As Wikipedia, Mozilla.org and other websites shut down on Wednesday in protest of the Stop Online Piracy and Protect IP Acts, many Boston University students said they hoped the controversial bills are defeated.
The acts call for punishment of sites with material that infringes on copyright or intellectual property rights.
SOPA, a bill in the House of Representatives, would also require search engines and service providers to take “technically feasible and reasonable measures” to withhold such sites from their users.
The PIPA bill in the Senate would make sites “dedicated to infringing activities” cease and desist.
College of Arts and Sciences junior Sara Chaparro, a computer science major, said the acts would greatly affect the field of software programming.

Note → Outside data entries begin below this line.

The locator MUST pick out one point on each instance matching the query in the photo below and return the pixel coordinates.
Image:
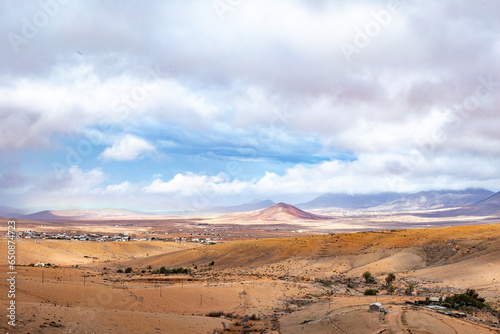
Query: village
(30, 234)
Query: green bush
(370, 292)
(469, 298)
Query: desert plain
(274, 271)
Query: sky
(186, 105)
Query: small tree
(390, 278)
(410, 289)
(368, 277)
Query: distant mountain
(436, 199)
(10, 212)
(347, 201)
(486, 207)
(251, 206)
(283, 211)
(83, 214)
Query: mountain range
(458, 202)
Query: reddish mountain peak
(283, 210)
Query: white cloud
(127, 149)
(191, 184)
(120, 188)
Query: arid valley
(274, 270)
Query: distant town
(30, 234)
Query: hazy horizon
(176, 105)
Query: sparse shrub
(469, 298)
(368, 277)
(370, 292)
(215, 314)
(390, 278)
(410, 289)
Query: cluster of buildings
(77, 236)
(113, 237)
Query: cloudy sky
(180, 105)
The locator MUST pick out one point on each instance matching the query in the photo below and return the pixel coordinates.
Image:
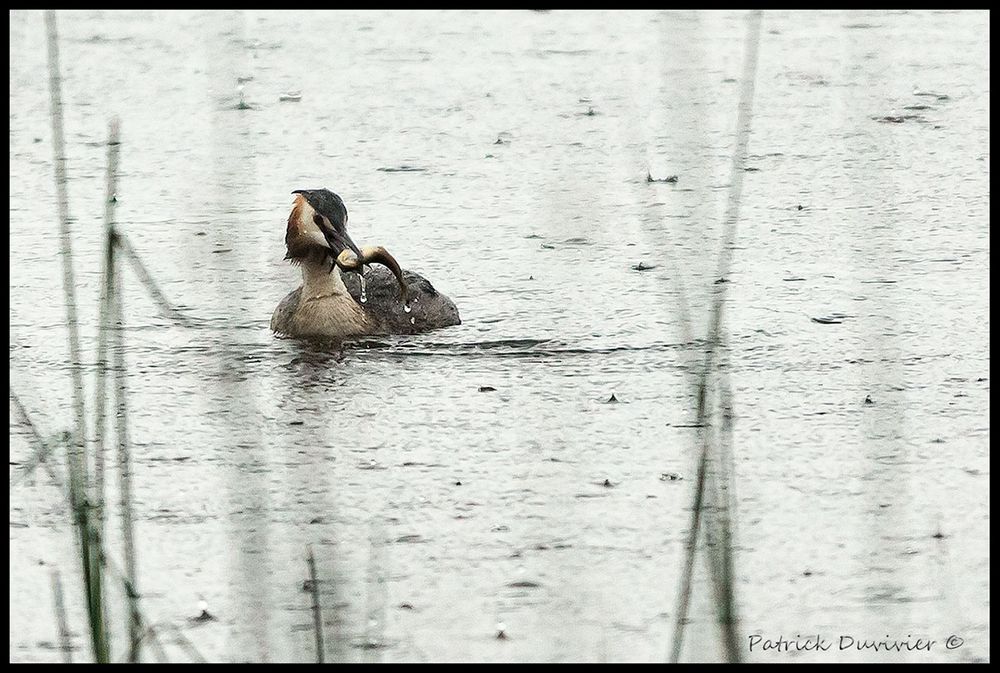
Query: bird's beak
(340, 241)
(376, 255)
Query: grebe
(329, 305)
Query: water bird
(342, 295)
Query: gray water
(438, 512)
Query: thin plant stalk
(91, 553)
(166, 308)
(720, 572)
(66, 249)
(65, 645)
(317, 612)
(104, 326)
(125, 468)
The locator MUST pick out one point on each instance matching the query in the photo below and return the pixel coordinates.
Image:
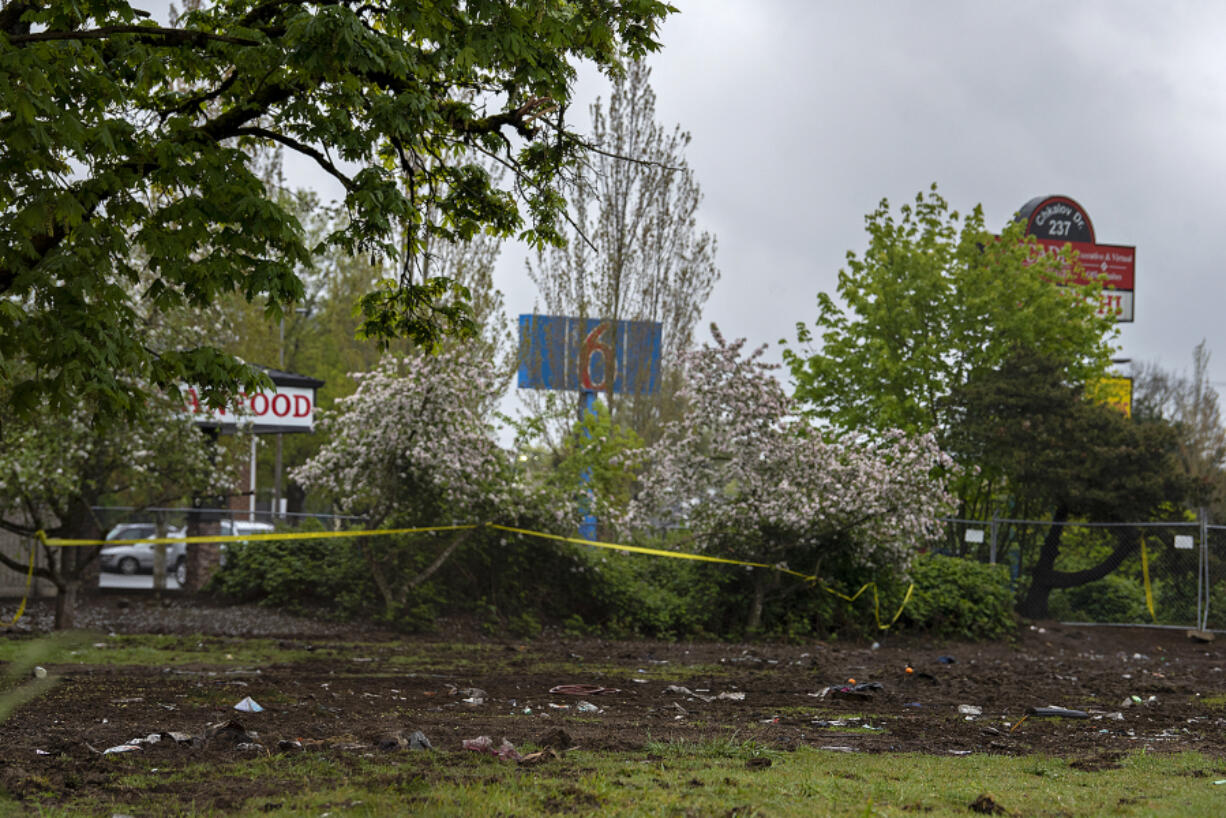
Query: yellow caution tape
(681, 554)
(30, 578)
(1149, 589)
(593, 543)
(253, 537)
(655, 552)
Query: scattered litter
(727, 695)
(538, 757)
(582, 689)
(486, 745)
(677, 689)
(400, 741)
(1137, 702)
(1063, 713)
(229, 732)
(120, 748)
(862, 691)
(557, 738)
(468, 693)
(152, 738)
(985, 805)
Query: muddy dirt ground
(1138, 687)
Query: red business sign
(1115, 263)
(288, 409)
(1058, 222)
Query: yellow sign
(1116, 391)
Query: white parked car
(137, 557)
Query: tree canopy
(125, 152)
(934, 299)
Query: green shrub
(1112, 599)
(960, 597)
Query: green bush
(1112, 599)
(960, 597)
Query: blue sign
(589, 355)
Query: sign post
(589, 356)
(288, 407)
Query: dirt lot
(1138, 687)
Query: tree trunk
(763, 581)
(65, 603)
(1045, 578)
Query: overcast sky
(806, 114)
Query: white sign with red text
(285, 409)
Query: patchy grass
(676, 779)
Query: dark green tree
(1054, 455)
(126, 157)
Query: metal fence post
(1203, 572)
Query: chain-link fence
(1143, 573)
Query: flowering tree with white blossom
(416, 445)
(750, 480)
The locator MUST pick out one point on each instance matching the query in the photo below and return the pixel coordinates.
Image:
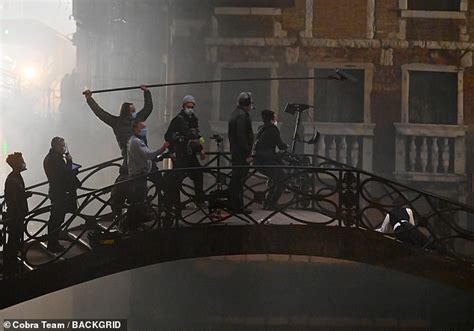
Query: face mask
(143, 132)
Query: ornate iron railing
(319, 191)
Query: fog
(36, 52)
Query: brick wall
(386, 18)
(433, 29)
(340, 19)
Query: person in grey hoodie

“When you’re coding anything you get a lot of your inspiration and information from online from other coders,” Chaparro said. “So that would be inaccessible to anybody if you want to publish a piece of code that other people can use to actually make progress in their own projects. It would affect the field of software programming which affects technology, which affects everything.”
School of Management junior Dhruv Sharma said that the acts might block his reach and inspiration as an entrepreneur.
“It obviously affects you if any kind of access to information is omitted by any kind of movement because literally you need to network, you need to spread your ideas, you need to put up your information while being able to access others,” Sharma said.
If the acts pass, people should revolt, possibly setting up an underground Internet, he said.
“There’s no way they can block this,” Sharma said. “There’s no way they can stop you from having an Internet.”
CAS junior Sam Leone said he has an unpopular opinion on the acts because he worked for Senator Christopher Coons, one of the co-sponsors of PIPA, last summer.
Although some portions of the bill overreach, PIPA should pass it if America is serious about increasing its economic competitiveness, he said.
“One of the strengths that we have as a country is that we produce a lot of intellectual property to people – a lot of movies, a lot of music – that is our chief exports,” Leone said. “And if we are serious about maintaining that advantage industrially, then we need to really prevent piracy that’s going to infringe upon that.”
Leone said that he doesn’t think the acts are an infringement of free speech, and believed even if they don’t pass now they will come back.
“PIPA and SOPA are the current incarnation of bills that have been working their way through Congress for years,” he said, “and even it’s not passed before the election in November, these particular bills are not going to go away.”
Leone said he thinks the bills will end up being watered down and eventually Congress will pass something.
The Senate will vote on PIPA on Jan. 24 and the House will resume work on SOPA in February.